People thought politicians were statesmen.
The Alberta Hotel was considered a Waldorf-Astoria.
We were all broke and happy." (March 9,1918)

Poverty, as the editor reminded his readers, was not uncommon. There were those whose niggardliness in sharing with needy people drew Bob Edwards' ire; but to be fair to the young and relatively carefree city, there was an overriding kindliness - a sense of fellow feeling which evidently reached even to the magistrate. Bob Edwards took satisfaction in telling about the Calgary magistrate, Tom Burns, before whom one of his friends was brought on the familiar charge of drunkenness:

"Said Magistrate Burns, 'I'll have to fine you seven dollars and costs.'
" 'Can't pay it,' replied the prisoner.
" 'How about five dollars - can you pay that?'
" 'No, your honor.'
" 'I'll make the fine two and a half then,' said Mr. Bums.
" 'Your Honor, I'm broke,' confessed the unfortunate fellow.
" 'And dry too, no doubt,' the magistrate added.
" 'Yes, your honor.'
" 'Well,' said the man on the bench, 'get the hell out of here and here's two bits for a wee snifter!' "

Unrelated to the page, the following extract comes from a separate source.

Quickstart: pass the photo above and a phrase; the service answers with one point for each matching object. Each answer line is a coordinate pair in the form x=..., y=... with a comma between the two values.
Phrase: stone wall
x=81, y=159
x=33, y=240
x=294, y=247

Nor was the Calgary bailiff any more conventional than the magistrate. According to Bob's reporting, that worthy officer went to seize the contents of a house in posh Mount Royal district. The inventory, as the bailiff took it down, began in the attic:

"One sideboard, oak.
One dining room table, oak.
One set of chairs, (6) oak.
Two bottles of whiskey, full."

Then the word "full" was stricken out and replaced by "empty," and the inventory was continued in a hand that straggled and lurched diagonally across the page until it ended with, "One revolving door mat." (March 9, 1918)

It was one of the tragedies of Edwards' life that drink, of which he wrote so freely and flippantly, got the better of him now and then and he would be taken to Holy Cross Hospital for a period of recovery. Sad as was his condition when he came for a five- or six-day stay, he was always reserved and careful in his speech. Never did he leave the hospital without arranging for a gift for his nurses.

Not even in the hospital did he lose his originality. It happened that he and one of his drinking companions were in Holy Cross Hospital at the same time, receiving delirium tremens treatment in which the purgative calomel was prescribed. Bob and friend, clothed in dressing gowns, met in the hospital corridor while on the way to the bathroom at the end of the hall. Now largely recovered from 'their illness, they greeted each other enthusiastically and proceeded together, arm in ann. At that moment, the Mother Superior appeared and with some justifiable astonishment asked, "What's all this?"

With the characteristic boyish twinkle returning to Bob's eyes, he replied in song: "Tis the march of the Calomel Men."

It wasn't surprising that Calgary and the EYE OPENER became almost synonymous in the years ahead. It happened that a well-known Albertan, When driving in Southern California, answered an inquiry by stating that he came from Calgary. To this, the owner of the service station at which the conversation took place responded: "Is that the name of a town? I thought it was just the name of a paper - CALGARY EYE OPENER."